Estou ali liberta de tudo o que me pesava. Problema do Zeca? Qual problema?

 


CAPITULO XXIII

 

 

Já não vou todos os dias ao cemitério ver o Júlio. Sinto-me culpada por isso. Mas sei que, quando me sento na beira de mármore da sua campa e lhe conto sobre tudo, ele não quer saber da regularidade da minha visita. Conto-lhe sobre o chá que tomei com a mãe do Gui e com a Esmeralda, ou sobre a forma como disse bem alto “Que se lixem!” a todas as Zulmiras da minha vida.
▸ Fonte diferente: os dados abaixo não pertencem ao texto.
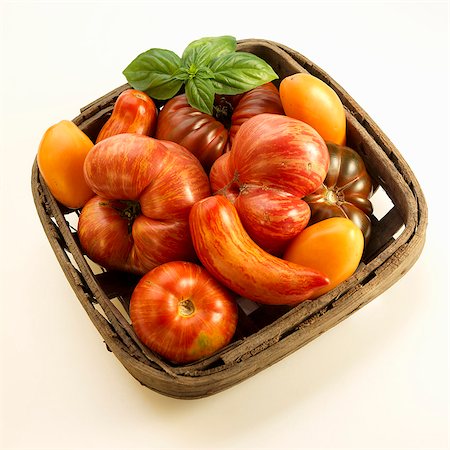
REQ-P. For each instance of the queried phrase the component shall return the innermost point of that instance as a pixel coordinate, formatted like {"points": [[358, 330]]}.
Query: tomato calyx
{"points": [[186, 307], [334, 196], [222, 111], [129, 211]]}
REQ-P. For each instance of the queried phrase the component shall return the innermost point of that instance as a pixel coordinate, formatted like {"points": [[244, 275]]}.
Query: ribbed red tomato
{"points": [[275, 161], [145, 189], [182, 313]]}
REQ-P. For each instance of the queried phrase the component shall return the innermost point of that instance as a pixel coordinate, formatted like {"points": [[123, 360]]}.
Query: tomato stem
{"points": [[222, 111], [186, 308], [129, 212]]}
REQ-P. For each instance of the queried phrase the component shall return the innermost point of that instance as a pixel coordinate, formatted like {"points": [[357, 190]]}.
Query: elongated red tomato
{"points": [[182, 313], [233, 258]]}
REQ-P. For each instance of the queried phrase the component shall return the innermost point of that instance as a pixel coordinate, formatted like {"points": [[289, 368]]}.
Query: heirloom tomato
{"points": [[145, 189], [182, 313], [346, 190], [60, 158], [232, 257], [206, 136], [309, 99], [133, 112], [275, 161], [333, 246]]}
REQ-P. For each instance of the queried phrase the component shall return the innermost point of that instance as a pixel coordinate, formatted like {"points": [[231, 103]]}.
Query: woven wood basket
{"points": [[265, 334]]}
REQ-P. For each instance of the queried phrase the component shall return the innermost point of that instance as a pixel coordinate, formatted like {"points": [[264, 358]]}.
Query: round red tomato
{"points": [[182, 313]]}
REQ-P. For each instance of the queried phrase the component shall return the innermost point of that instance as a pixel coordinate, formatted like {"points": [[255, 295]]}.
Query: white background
{"points": [[377, 380]]}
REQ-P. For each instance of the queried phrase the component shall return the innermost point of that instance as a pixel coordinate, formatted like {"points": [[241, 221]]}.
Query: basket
{"points": [[265, 334]]}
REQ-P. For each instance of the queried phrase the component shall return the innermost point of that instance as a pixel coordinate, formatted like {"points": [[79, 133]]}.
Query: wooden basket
{"points": [[265, 334]]}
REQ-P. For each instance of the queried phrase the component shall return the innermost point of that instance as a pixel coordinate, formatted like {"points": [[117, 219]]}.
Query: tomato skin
{"points": [[309, 99], [205, 135], [182, 313], [199, 132], [275, 161], [145, 189], [232, 257], [346, 190], [134, 112], [60, 158], [333, 246]]}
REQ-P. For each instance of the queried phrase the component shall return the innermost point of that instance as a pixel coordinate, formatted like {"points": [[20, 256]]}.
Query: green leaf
{"points": [[202, 51], [200, 94], [153, 72], [239, 72]]}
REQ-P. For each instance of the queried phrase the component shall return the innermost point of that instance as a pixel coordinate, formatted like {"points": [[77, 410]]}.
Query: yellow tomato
{"points": [[307, 98], [333, 246], [60, 158]]}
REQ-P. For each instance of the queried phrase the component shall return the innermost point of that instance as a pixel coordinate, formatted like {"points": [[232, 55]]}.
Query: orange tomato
{"points": [[60, 158], [333, 246], [307, 98]]}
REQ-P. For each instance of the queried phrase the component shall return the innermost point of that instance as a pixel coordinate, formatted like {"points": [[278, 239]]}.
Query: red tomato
{"points": [[275, 161], [333, 246], [208, 137], [145, 189], [180, 312], [232, 257], [134, 112], [309, 99], [60, 158]]}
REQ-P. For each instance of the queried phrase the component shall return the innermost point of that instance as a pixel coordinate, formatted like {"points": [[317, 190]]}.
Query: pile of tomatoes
{"points": [[262, 199]]}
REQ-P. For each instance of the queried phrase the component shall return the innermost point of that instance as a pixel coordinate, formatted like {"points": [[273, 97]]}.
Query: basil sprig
{"points": [[208, 66]]}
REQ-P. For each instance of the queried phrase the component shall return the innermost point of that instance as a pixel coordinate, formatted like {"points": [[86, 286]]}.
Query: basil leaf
{"points": [[200, 94], [239, 72], [153, 72], [202, 51]]}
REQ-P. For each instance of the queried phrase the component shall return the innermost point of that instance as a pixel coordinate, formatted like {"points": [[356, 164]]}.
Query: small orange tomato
{"points": [[307, 98], [60, 158], [133, 112], [333, 246]]}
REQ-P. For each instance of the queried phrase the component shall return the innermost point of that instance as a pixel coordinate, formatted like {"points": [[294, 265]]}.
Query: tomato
{"points": [[346, 190], [145, 189], [182, 313], [232, 257], [134, 112], [274, 162], [333, 246], [309, 99], [206, 136], [60, 158]]}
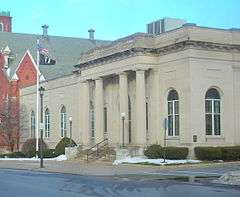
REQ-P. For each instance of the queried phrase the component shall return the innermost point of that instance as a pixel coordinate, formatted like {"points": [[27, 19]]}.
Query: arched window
{"points": [[173, 113], [63, 122], [47, 123], [92, 119], [213, 112], [33, 124], [129, 120]]}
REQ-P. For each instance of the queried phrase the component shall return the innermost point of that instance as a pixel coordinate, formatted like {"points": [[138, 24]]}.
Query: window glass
{"points": [[212, 110]]}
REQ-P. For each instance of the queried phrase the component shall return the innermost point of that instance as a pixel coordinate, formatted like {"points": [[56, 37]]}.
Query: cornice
{"points": [[140, 51]]}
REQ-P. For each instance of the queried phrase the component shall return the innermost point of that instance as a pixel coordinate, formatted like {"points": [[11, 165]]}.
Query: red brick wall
{"points": [[10, 89], [26, 72]]}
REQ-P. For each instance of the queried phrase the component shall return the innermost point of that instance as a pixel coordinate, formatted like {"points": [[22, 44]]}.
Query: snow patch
{"points": [[135, 160], [59, 158]]}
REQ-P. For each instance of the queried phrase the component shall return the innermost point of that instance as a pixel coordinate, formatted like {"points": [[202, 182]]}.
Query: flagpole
{"points": [[37, 103]]}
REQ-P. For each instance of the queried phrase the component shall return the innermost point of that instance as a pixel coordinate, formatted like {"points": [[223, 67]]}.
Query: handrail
{"points": [[96, 145]]}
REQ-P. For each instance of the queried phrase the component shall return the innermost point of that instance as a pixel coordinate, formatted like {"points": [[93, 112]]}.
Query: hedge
{"points": [[153, 152], [208, 153], [176, 152], [48, 153], [29, 147], [13, 155], [156, 152], [64, 142], [231, 153]]}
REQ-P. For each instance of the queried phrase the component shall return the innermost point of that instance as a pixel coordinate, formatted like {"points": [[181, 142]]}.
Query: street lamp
{"points": [[70, 123], [41, 91], [123, 115], [165, 124]]}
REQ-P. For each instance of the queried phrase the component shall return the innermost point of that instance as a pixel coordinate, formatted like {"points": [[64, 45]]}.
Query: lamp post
{"points": [[164, 142], [70, 124], [123, 115], [41, 91]]}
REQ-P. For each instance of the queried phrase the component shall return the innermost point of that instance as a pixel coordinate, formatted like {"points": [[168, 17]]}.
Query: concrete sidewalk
{"points": [[106, 168]]}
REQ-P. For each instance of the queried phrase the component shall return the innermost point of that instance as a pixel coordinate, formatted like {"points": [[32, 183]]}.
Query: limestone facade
{"points": [[134, 76]]}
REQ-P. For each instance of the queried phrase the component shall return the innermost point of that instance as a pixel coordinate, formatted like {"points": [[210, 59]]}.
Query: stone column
{"points": [[157, 132], [123, 101], [140, 108], [99, 114], [85, 107]]}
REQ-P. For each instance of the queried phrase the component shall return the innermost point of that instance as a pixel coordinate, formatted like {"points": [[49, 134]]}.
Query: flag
{"points": [[44, 56]]}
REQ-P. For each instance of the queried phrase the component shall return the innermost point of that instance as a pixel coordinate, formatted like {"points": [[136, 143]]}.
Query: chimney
{"points": [[91, 34], [45, 31], [5, 21]]}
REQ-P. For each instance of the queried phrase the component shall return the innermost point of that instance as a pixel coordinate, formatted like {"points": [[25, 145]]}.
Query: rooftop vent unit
{"points": [[163, 25]]}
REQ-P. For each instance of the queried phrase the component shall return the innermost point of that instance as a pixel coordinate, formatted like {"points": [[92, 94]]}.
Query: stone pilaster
{"points": [[85, 107], [156, 134], [140, 108], [99, 114], [123, 101]]}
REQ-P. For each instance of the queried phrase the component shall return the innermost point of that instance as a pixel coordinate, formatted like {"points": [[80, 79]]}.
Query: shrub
{"points": [[47, 153], [208, 153], [153, 152], [176, 152], [231, 153], [13, 155], [29, 147], [65, 142]]}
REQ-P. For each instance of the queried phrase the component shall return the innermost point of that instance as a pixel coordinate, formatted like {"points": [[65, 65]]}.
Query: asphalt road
{"points": [[22, 183]]}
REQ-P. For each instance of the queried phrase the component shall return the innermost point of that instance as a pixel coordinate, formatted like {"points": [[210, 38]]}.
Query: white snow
{"points": [[135, 160], [59, 158]]}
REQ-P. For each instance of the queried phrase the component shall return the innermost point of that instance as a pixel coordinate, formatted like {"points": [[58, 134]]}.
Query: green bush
{"points": [[208, 153], [29, 147], [156, 152], [231, 153], [176, 152], [48, 153], [65, 142], [13, 155], [153, 152]]}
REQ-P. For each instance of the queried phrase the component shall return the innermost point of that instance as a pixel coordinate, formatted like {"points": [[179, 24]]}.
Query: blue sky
{"points": [[113, 19]]}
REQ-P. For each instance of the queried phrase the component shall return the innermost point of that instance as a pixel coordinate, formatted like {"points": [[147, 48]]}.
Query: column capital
{"points": [[98, 79], [143, 67], [155, 70], [122, 73]]}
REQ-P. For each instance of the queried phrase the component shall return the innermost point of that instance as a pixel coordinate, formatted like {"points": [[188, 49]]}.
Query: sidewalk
{"points": [[106, 168]]}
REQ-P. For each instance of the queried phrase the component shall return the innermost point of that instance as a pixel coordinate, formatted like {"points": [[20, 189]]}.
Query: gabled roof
{"points": [[65, 50]]}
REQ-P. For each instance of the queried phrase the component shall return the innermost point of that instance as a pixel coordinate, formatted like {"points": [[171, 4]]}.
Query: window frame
{"points": [[63, 122], [2, 27], [213, 113], [33, 125], [171, 112], [47, 123]]}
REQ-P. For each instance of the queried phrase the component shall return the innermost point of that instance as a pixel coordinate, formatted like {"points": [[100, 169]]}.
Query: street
{"points": [[26, 183]]}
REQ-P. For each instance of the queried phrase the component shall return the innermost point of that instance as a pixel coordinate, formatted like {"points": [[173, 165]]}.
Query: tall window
{"points": [[105, 120], [47, 123], [213, 111], [63, 122], [33, 124], [1, 27], [173, 113], [129, 120], [92, 117]]}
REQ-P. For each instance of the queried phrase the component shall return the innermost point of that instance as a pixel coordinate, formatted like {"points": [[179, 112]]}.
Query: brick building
{"points": [[18, 63]]}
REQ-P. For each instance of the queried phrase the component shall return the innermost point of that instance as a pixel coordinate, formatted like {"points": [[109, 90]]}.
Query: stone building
{"points": [[189, 76]]}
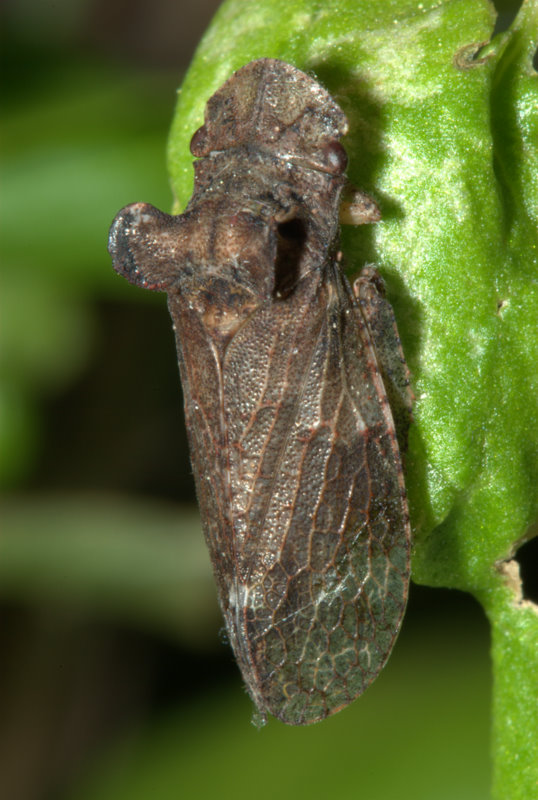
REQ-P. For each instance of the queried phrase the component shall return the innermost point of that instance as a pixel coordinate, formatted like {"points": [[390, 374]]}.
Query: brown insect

Hoje tenho mais novidades para lhe contar. O Gui mandou-me uma carta com fotos das suas crianças. Eu e a Esmeralda criamos uma mini fundação para angariar fundos que ajudem as suas missões. O Zeca e o Rafael vão comprar casa. Vou passar a próxima semana com eles para ajudá-los a escolher casa. No fundo, no fundo, sei bem, que o que eles querem é uma semana de boa comida. Ouço o Júlio rir.

Coloco flores novas nos vasos e guardo o poema debaixo de uma nova pedra de granito que mandei fazer para o Júlio. A pedra tem uma inscrição dourada “Que se lixem!”. Já não preciso do poema dentro da minha mala. Sei-o de cor. Não em palavras, mas no seu significado geral. Agora tenho o meu amor no lugar certo. Vejo o que me é devido ver. Sou o que me é devido ser. Tenho o que me é devido ter.

Hoje vou finalmente deixar um poema para uma estranha. Uma mulher que vai ao cemitério sempre no mesmo dia, à mesma hora. Não tem uma campa definida para visitar. Apenas vagueia por entre os mortos com um olhar de esperança que se apaga quando volta a sair do cemitério. Hoje é a sua vez de ver.